L’equivoco della finanza

borsa_valoriTempi n.17 2 maggio 2012

Creare posti di lavoro senza prendersi cura della creazione di ricchezza e l’atteggiamento di chi da impulso alla finanza fine a se stessa sono frutto della mancata considerazione del rapporto tra produzione e ripartizione

di Paolo Togni

La crisi dell’economia è stata determinata  soprattutto dalla eccessiva prevalenza della finanza sulla produzione e sui servizi. La spiegazione di questo stato di cose, nei suoi aspetti fondamentali, è semplice: non c’è vera crescita se non quando si produce qualcosa, cioè quando da un insieme di fattori – materia prima, semilavorati, lavoro, servizi – esce qualcosa che vale più della loro somma.

In questa logica, è evidente, la finanza ha natura strumentale, dato che non è suscettibile di produrre ricchezza, ma solo di mettere risorse a disposizione del processo produttivo o di sottrargliele, trasferendole all’uso particolare. Ritenere che la finanza da sola produca qualcosa significa cadere in un equivoco, tanto più tragico in quanto le conseguenze possono essere, e concretamente ed effettivamente sono, drammatiche.

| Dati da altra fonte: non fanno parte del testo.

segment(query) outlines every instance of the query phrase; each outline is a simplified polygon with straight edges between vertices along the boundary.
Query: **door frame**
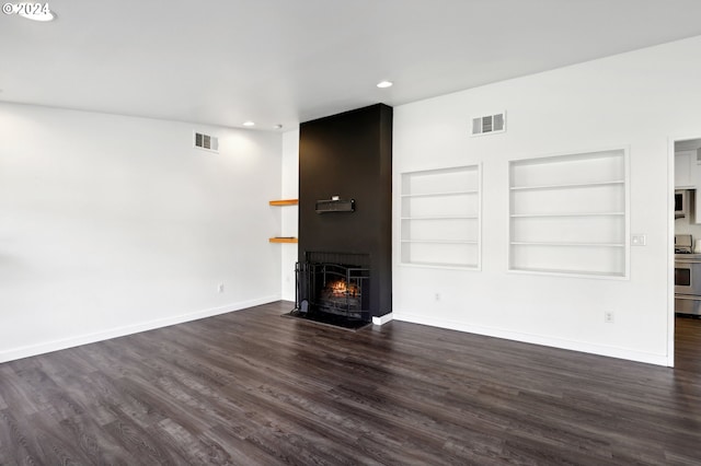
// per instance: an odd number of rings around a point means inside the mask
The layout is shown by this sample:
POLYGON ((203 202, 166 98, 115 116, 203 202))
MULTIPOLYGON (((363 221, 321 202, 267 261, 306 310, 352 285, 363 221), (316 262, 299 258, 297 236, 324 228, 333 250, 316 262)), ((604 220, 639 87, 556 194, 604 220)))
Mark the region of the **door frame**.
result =
POLYGON ((697 139, 701 140, 701 135, 667 138, 667 365, 669 368, 675 366, 675 143, 697 139))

Nel considerare le attività finanziarie più “vivaci” spesso si trascura l’analisi sull’effettiva produzione di nuova ricchezza: lo stesso errore che si fa quando si considera come fattore di crescita la creazione di nuovi posti di lavoro, il che è vero solo se i posti creati e il lavoro che vi si svolge producono un effetto moltiplicatore della ricchezza di sistema. Nel caso del lavoro altre considerazioni di carattere sociale devono essere svolte, prima tra tutte quella che il lavoro non è solo un fattore dell’economia, ma una componente essenziale della dignità dell’uomo; con la conseguente necessità di passare ogni valutazione e ogni decisione al vaglio dei necessari impegni di solidarietà.

Sia la propensione a creare posti di lavoro senza preoccuparsi della creazione di ricchezza, sia l’atteggiamento di chi da impulso alla finanza fine a se stessa sono frutto della mancata considerazione del rapporto tra la produzione e la ripartizione. Ciò che non è stato prima prodotto non può essere distribuito: e così caricare sul sistema economico costi aggiuntivi per remunerare lavori improduttivi costituisce un inutile appesantimento dello stesso, esattamente come organizzare una grande attività per rastrellare i proventi della produzione a favore di pochi operatori finanziari non può non depauperare il sistema, in quanto alla lunga sottrae alla produzione stessa le risorse per alimentarsi.

Risolvere questo problema in termini di corretta ecologia umana richiede un attento equilibrio etico-politico e grande sapienza tecnica nella gestione dei suoi vari fattori. Attività difficile, certamente estratta a soggetti privi della sensibilità e della legittimazione democratica che derivano dalla consacrazione nonostante tutto garantita dal processo elettorale.